China stepped up its crackdown today against the banned Falun Gong spiritual movement, which protested in silence for a sixth consecutive day, by passing a law that opens the way for death sentences for group leaders.
Police hauled away several dozen protesters as hundreds of tourists enjoying a bright autumn day on Tiananmen Square looked on. There apparently was no repeat of Thursday's violence when police beat, kicked, bloodied and yanked the hair of several elderly protesters.
By a unanimous vote, the 114-member executive committee of the National People's Congress ruled that leaders of religious cults may be prosecuted for murder and endangering national security--two of China's most serious crimes. The government characterized Falun Gong as a "cult" on Thursday, asserting that 1,400 people have died as a result of their involvement in the Buddhist-like spiritual movement. The government charges that most those deaths were a result of Falun Gong encouraging its followers to stop going to the doctor--a charge denied by Li Hongzhi, Falun Gong's leader, who is based in the New York borough of Queens.

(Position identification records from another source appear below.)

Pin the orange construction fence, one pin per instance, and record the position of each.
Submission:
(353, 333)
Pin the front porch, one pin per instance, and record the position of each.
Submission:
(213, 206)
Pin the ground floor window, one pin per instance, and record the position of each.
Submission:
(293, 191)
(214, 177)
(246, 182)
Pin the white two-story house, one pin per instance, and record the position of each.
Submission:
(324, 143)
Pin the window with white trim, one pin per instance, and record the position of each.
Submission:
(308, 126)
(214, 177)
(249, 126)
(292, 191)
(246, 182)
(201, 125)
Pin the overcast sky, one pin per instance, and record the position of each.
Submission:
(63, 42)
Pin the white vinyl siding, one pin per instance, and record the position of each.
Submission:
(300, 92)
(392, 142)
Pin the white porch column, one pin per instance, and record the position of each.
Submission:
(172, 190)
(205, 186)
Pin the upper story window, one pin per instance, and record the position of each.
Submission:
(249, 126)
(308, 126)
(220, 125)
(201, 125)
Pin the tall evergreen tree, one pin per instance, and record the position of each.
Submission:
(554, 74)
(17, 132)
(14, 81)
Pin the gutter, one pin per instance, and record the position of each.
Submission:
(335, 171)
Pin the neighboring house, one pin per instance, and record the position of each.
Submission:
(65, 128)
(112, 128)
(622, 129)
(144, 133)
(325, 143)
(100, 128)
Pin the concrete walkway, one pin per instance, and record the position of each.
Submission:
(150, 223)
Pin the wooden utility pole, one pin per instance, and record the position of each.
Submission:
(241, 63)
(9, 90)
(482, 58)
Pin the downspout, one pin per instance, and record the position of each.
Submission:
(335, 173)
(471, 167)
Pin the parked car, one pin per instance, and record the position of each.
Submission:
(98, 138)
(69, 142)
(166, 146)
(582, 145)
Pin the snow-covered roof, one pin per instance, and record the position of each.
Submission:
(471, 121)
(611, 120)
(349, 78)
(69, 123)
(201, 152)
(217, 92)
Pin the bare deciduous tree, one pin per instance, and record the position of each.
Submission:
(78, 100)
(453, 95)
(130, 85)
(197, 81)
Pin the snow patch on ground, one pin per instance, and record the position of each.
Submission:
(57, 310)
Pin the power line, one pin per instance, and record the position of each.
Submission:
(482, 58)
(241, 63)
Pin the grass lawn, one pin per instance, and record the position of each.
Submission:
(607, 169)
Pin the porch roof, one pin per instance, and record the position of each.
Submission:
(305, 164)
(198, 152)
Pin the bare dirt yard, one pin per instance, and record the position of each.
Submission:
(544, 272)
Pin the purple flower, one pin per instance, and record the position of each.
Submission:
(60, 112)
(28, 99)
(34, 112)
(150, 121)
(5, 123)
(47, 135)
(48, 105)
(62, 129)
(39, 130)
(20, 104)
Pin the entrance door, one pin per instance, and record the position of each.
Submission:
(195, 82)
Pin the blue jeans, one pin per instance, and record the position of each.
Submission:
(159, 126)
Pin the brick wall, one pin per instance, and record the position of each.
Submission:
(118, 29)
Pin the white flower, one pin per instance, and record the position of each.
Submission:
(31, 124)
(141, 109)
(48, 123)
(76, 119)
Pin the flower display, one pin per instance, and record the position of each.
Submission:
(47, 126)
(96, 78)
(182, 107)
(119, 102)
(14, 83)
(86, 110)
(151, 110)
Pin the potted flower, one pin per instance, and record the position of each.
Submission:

"The decision says that courts, prosecutors, police and administrative judicial organs must be on full alert for cult activities and smash them rigorously in accordance with the law," the official New China News Agency reported. In a sign of the government's willingness to impose the harshest possible measures on movement leaders, the news agency mentioned the case of Liu Jiaguo, the leader of a popular group called Principal God in Hunan province. Liu was charged with raping 11 women and executed.
Today's vote marked another step in China's troubled campaign to suppress the Falun Gong movement--which preaches conventional morality and believes its practice is beneficial to the body's qi, or fundamental energy. The suppression campaign began on July 22 and has dominated China's state-controlled airwaves and newspapers ever since.
The persistent protests and the fact that thousands of Falun Gong followers have come to Beijing in recent weeks to oppose the ban are signs that the government is having difficulty crushing the movement. More than 3,000 people have been arrested in Beijing in the last month, and the Beijing Morning Post reported today that police discovered 201 Falun Gong practitioners living illegally in rented rooms in the city during a mid-October sweep.
The crackdown's difficulty apparently stems from two sources. First, after 20 years of economic reforms and unprecedented personal freedom, Chinese people are much less easily cowed by government dictates than before. Second, because of widespread corruption and a crisis in its own values, the Communist Party simply isn't as effective as it used to be at smashing organizations such as Falun Gong, especially when they do not appear to challenge the state directly.
In an attempt to convince Communist Party faithful that Falun Gong constitutes a clear and present danger to China's national security, the New China News Agency quoted Chinese legislators as saying the movement's challenge to the party is "unprecedented in the 50-year history of the People's Republic in terms of the size of its organization, its influence, number of illegal publications as well as the damages it brought to the society."
CAPTION: Military police usher Falun Gong members into a van in Tiananmen Square, where protests continued for a sixth day.